On the translator’s efficiency: the translation memory is very good, searches and replacements are efficient, the sentences to be translated are displayed by 20, with automatic saves.
On decentralized administration: anyone can add a project, feed it manually or via a command line interface.
It is probably for these great qualities that our friends at Framasoft elected him: https://trad.framasoft.org.
And this association is a driving force on various major issues in the free digital world.
When you look at it, it’s quite close to how Transifex works, a private platform.
Why am I saying that Zanata is collapsing?
- September 9, Alex Aeng leaves the project: https://lists.fedoraproject.org/archives/list/trans@lists.fedoraproject.org/thread/DDDEM7U2DARZNGZZUA3XZF4MO3YE53JW/
- September 21, Sean Flanigan leaves the project: https://www.redhat.com/archives/zanata-users/2018-September/msg00002.html
It made me want to see who the main contributors were: https://github.com/zanata/zanata-platform/graphs/contributors?from=2017-07-26&to=2018-10-25&type=c
Alex and Sean have been the main contributors for a long time, followed by the next two:
- Earl Floden, who left Red Hat in August: https://www.linkedin.com/in/earlmarkfloden/
- Patrick Huang, who left Red Hat in August: https://www.linkedin.com/in/huangpatrick/
At the same time,[Brian Excelbierd] (https://fedoraproject.org/wiki/User:Bex) asks me a lot of questions about how translation and regionalization work. As much as his interest in the subject is certain, so much so is the timing. My perception is a desire to understand the impact on Fedora.
What can we conclude from this?
That the English language still dominates the world of free software, and that linguistic diversity is for many only a necessary burden for some fundamentalists.
There is a lot of talk about inclusion and diversity in our communities, and language should be an integral part of it.
English is a major barrier for many. Jargon and the systematic borrowing of English words is also a barrier to understanding.
Their use is explained by both intellectual laziness and the fact that the One language is English.

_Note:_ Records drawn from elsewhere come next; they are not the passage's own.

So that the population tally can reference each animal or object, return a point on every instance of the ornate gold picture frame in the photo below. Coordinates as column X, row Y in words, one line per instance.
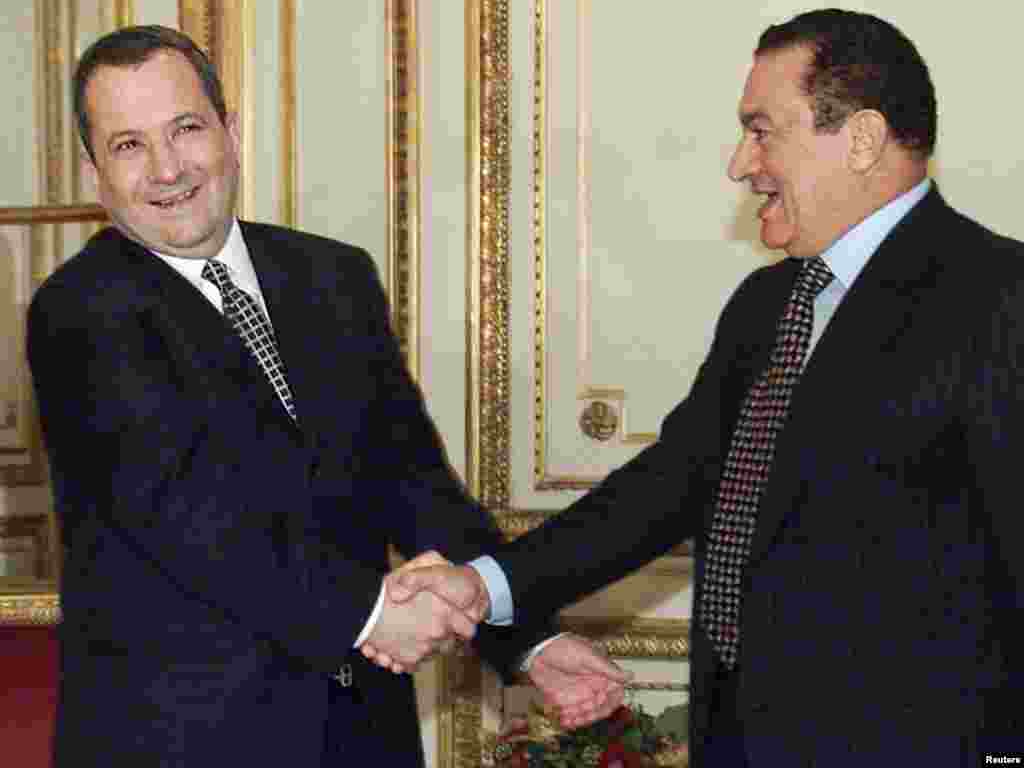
column 29, row 543
column 461, row 728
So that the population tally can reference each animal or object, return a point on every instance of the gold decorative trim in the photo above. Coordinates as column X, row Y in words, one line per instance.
column 30, row 608
column 124, row 13
column 540, row 144
column 634, row 638
column 404, row 126
column 488, row 432
column 487, row 429
column 289, row 200
column 542, row 480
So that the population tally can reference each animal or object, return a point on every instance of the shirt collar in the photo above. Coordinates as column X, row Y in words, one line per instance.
column 235, row 255
column 847, row 256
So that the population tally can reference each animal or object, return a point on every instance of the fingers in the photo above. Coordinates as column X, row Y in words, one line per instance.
column 409, row 632
column 461, row 586
column 601, row 665
column 398, row 590
column 430, row 557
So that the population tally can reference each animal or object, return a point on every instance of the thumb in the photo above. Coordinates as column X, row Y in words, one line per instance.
column 608, row 669
column 403, row 585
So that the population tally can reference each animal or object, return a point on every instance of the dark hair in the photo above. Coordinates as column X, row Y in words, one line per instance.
column 861, row 62
column 131, row 46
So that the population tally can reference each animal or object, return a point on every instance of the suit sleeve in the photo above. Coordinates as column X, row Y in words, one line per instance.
column 414, row 486
column 994, row 408
column 138, row 456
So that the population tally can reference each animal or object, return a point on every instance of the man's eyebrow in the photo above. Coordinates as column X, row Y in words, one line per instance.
column 176, row 120
column 188, row 116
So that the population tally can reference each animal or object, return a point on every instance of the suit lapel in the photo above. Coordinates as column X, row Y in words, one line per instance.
column 872, row 316
column 206, row 349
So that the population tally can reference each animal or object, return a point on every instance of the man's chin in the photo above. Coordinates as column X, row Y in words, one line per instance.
column 203, row 244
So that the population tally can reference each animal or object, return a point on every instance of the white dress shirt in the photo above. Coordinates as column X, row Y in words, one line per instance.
column 235, row 255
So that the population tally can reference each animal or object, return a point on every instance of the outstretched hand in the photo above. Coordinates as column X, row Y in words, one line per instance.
column 454, row 591
column 579, row 681
column 417, row 626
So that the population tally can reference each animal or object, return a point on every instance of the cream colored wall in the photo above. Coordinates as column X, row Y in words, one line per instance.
column 20, row 160
column 671, row 235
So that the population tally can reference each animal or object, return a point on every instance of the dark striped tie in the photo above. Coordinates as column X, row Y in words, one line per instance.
column 749, row 463
column 246, row 316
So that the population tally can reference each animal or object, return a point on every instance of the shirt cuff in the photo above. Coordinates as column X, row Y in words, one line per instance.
column 498, row 590
column 535, row 652
column 372, row 622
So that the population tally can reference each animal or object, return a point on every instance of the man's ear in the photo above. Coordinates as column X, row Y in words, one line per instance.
column 868, row 133
column 88, row 168
column 232, row 124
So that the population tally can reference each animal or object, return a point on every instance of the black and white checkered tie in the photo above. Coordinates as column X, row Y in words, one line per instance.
column 244, row 312
column 749, row 463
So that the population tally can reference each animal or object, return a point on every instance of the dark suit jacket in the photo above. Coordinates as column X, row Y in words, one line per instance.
column 219, row 560
column 886, row 581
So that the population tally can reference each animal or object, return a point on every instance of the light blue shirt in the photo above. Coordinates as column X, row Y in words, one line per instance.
column 846, row 257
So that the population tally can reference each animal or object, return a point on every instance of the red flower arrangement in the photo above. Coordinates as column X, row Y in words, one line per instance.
column 628, row 738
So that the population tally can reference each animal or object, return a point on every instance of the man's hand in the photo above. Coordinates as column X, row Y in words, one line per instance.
column 461, row 586
column 462, row 597
column 409, row 632
column 579, row 681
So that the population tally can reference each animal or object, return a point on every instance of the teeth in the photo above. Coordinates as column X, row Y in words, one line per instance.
column 170, row 202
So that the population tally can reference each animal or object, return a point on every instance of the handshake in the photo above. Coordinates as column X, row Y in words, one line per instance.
column 429, row 604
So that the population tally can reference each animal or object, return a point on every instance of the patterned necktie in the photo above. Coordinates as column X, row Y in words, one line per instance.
column 749, row 462
column 244, row 312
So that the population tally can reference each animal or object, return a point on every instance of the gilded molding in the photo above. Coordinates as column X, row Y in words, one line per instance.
column 488, row 431
column 202, row 19
column 289, row 199
column 124, row 12
column 487, row 427
column 487, row 465
column 635, row 638
column 540, row 145
column 595, row 429
column 402, row 163
column 30, row 608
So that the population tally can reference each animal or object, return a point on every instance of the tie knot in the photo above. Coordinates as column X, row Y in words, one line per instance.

Developers, you have many responsibilities in our world, from the use of your tools to their impact on their users. Do not let our ability to think in our languages die because you no longer know the words. Do not abandon users who are not part of the English-speaking elite.
Contributors, ask for support for your language, ask for appropriate translation tools, report errors, but above all, express yourself in simple words. It is rare to really need English words to explain a concept, and yes, an English word may require several words in another language.
Goodbye, Zanata. Many will miss you.
Thanks again to its developers: Alex Aeng, Sean Flanigan, Patrick Huang, Earl Floden, David Mason and the others.
Are you really my friend Red Hat?
We should think about financing a little more things that are not pipes, tools and products.
Humans and their cultures also need attention, and if you, as a giant, do not see it, do not finance it, who will?